И еще я думала, что, наверное, нужно было бы сказать тебе: оставь Ангелу, пускай живет себе, как хочет. И нужно было бы показать тебе город, где я родилась, Мощеную улицу и Дамбу, и рассказать, откуда я знаю тетю Илу и прочих; и что в детстве мне пришлось отрезать носки у туфель и ходить так по улице; и что мы были семьей «полоумного адвоката», и что Карой избил меня, авансом, на всякий случай – вдруг я его выдам, – а ведь он тогда, в комнате Амбруша, лишь высказал то, чем было переполнено мое сердце, но чего я сама никогда бы не сумела высказать. И о том, что за все, за все мне приходилось расплачиваться самой, своими руками, собой; и о том, как Ваня сказал: «Здесь не открытое собрание!» – и мне пришлось убежать, звякая пустыми баночками и пузырьками, – а ведь кто-то там, в комнате, говорил о будущем, о будущем для всех. И надо было бы рассказать тебе, как завкадрами только рукой махнул, прочтя мою автобиографию, – единственную правдивую автобиографию; Ангелу же никто никогда не попрекнул в том, что ее родители держали троих слуг и что руки у тети Илу до локтей были в браслетах. Даже премию Кошута получила не я, а мой талант и легенда – легенда о том, как дочь адвоката порвала со своим классом и стала служить народу. Да к какому же классу я еще относилась – если вообще относилась когда-либо к чему-нибудь или к кому-нибудь, кроме тебя, – в том жутком мире, в мире амбрушевых свиней, туфель тети Ирмы, неумолкающей игры на рояле, бесплатных ужинов в «Трех гусарах», в мире невероятных моих желаний и невероятной моей нищеты?

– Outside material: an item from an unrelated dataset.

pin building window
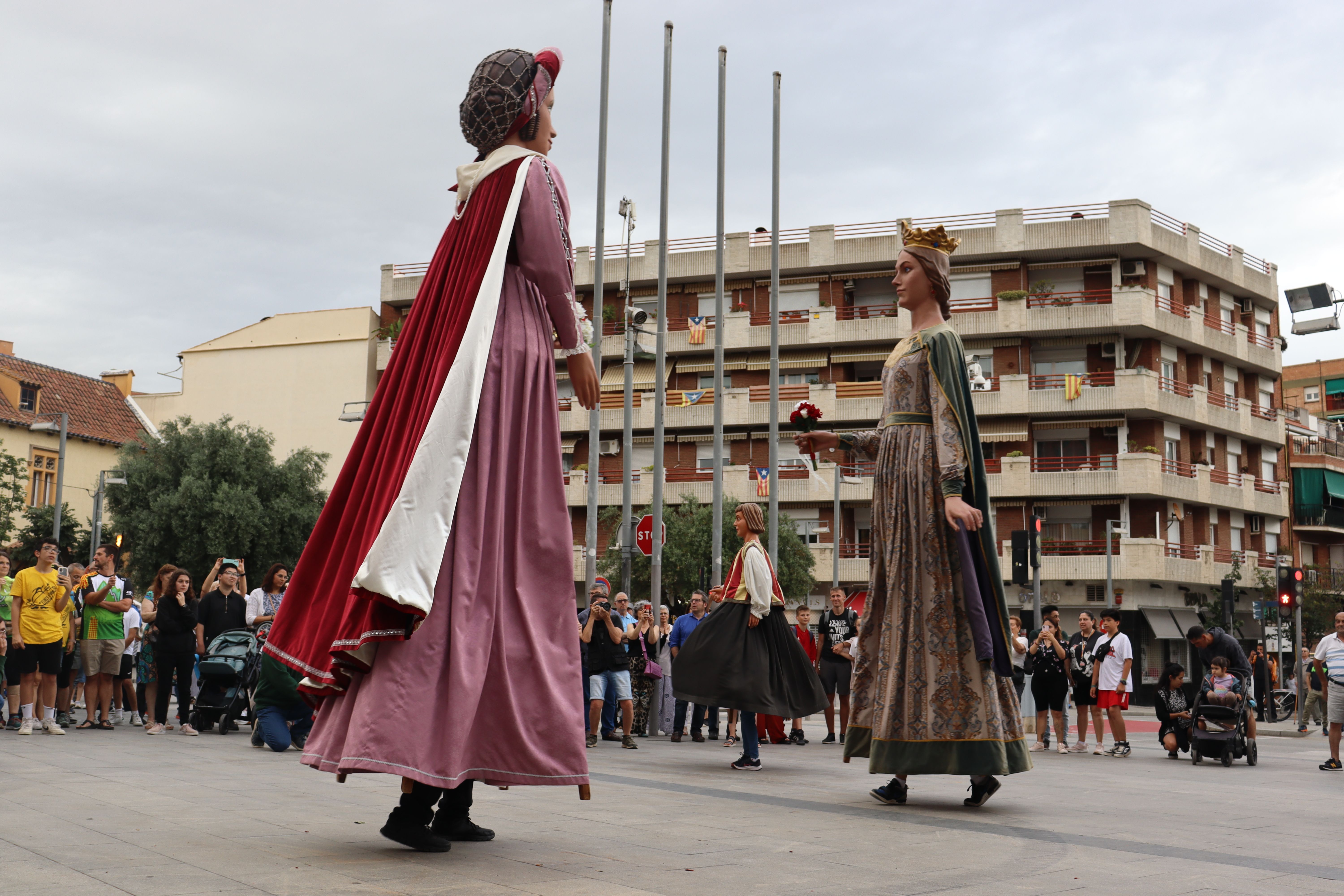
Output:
[28,449,58,506]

Если бы когда-нибудь кто-то, кто угодно, принял бы меня и вынес такой, какая я есть, вынес вместе с памятью о тете Ирме и о Дамбе… Если бы кто-то смог вынести правду… Нет, даже ты не принял, не вынес бы. Даже ты вынес бы – только с Ангелой. Не знаю. Никогда, никогда мне никто не помогал.
И потом я думала про дым: однажды вечером мы стояли в Крепости и смотрели вниз, в сторону Конной улицы, смотрели на горы, на город, и тогда из трубы какого-то дома выплыл, курчавясь, дым, и ты сказал, что даришь его мне. Дым уплывал, клубясь, я следила за ним глазами и думала, что никто, никогда не дарил мне дым; я смотрела, как он тает. «У меня нет дома, – сказал ты с упреком, – сколько ты еще собираешься ждать, Эстер?» А я стала декламировать «Гамлета»: «Истлевшим Цезарем от стужи заделывают дом снаружи. Пред кем весь мир лежал в пыли, торчит затычкою в щели»,[47] – и обняла тебя, при жалась к тебе, думая, что ведь и у меня нет дома, ничего, ничего у меня нет, только этот дым, – и плакала, целуя тебя.

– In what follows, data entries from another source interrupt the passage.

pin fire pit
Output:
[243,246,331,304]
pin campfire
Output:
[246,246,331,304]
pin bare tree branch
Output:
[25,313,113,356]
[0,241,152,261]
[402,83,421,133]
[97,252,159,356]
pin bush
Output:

Как трудно приходил рассвет с понедельника на вторник. Если бы я все это тебе рассказала – что изменилось бы? Было время, когда я мечтала убить Ангелу: пойти с ней к Дунаю и столкнуть где-нибудь – плавать она никогда не умела; или заманить на стройку, сказав, что здание будет названо в честь Эмиля и она должна его обязательна посмотреть – и как-нибудь сбросить вниз; тогда её не было бы рядом, на свете, я бы не чувствовала постоянно, что ты тревожишься о ней, и все бы уладилось наконец, встало бы на свои места.
Потом я смеялась над собой, вспомнив про журнал, который навечно останется в библиотеках, про то, что на могиле Ангелы будет написано твое имя и что все уже не имеет никакого значення. Я не могу жить с Ангелой – а мне бы пришлось жить с ней, если бы я решилась жить с тобой.
Три года я наблюдала, как втискиваешь ты себя в какое-то бесчеловечное лжебытие, как учишься ты молчать, – ты, так любящий говорить. Я слушала, как ты рассказываешь о службе в армии, об университете, где ты учился, однажды даже о первой своей любовнице – и следишь за моим лицом: что из этого будет; я же лишь смеялась: разве не смешно, что когда-то тебе было всего-навсего семнадцать лет и ты заставил свою любовницу поклясться святым причастием, что она никогда не допустит к себе мужа. Ты рассказывал о работе в университете, о Союзе писателей, о том, что готовила мать на твой день рождения, как ждала тебя каждый год в один и тот же час, – лишь об Ангеле ты не рассказывал, о том времени, с которого ты ее знал, – словно и не было войны, словно в твоей жизни не было того самого важного периода, когда ты женился, когда складывался твой характер, твоя личность и ты по-настоящему становился мужчиной. Ты молчал. После утренника в приюте ты никогда не говорил со мной об Ангеле, даже не пытался выяснить, почему должен молчать о ней, и когда Рамочаи поинтересовался, почему ты один, – ты ответил ему шепотом, чтобы не ранить меня именем Ангелы. И каждую неделю снова и снова спрашивал меня: все еще – «нет»? Я смеялась, пожимала плечами, отвечала, что все еще, и прислушивалась к твоему молчанию.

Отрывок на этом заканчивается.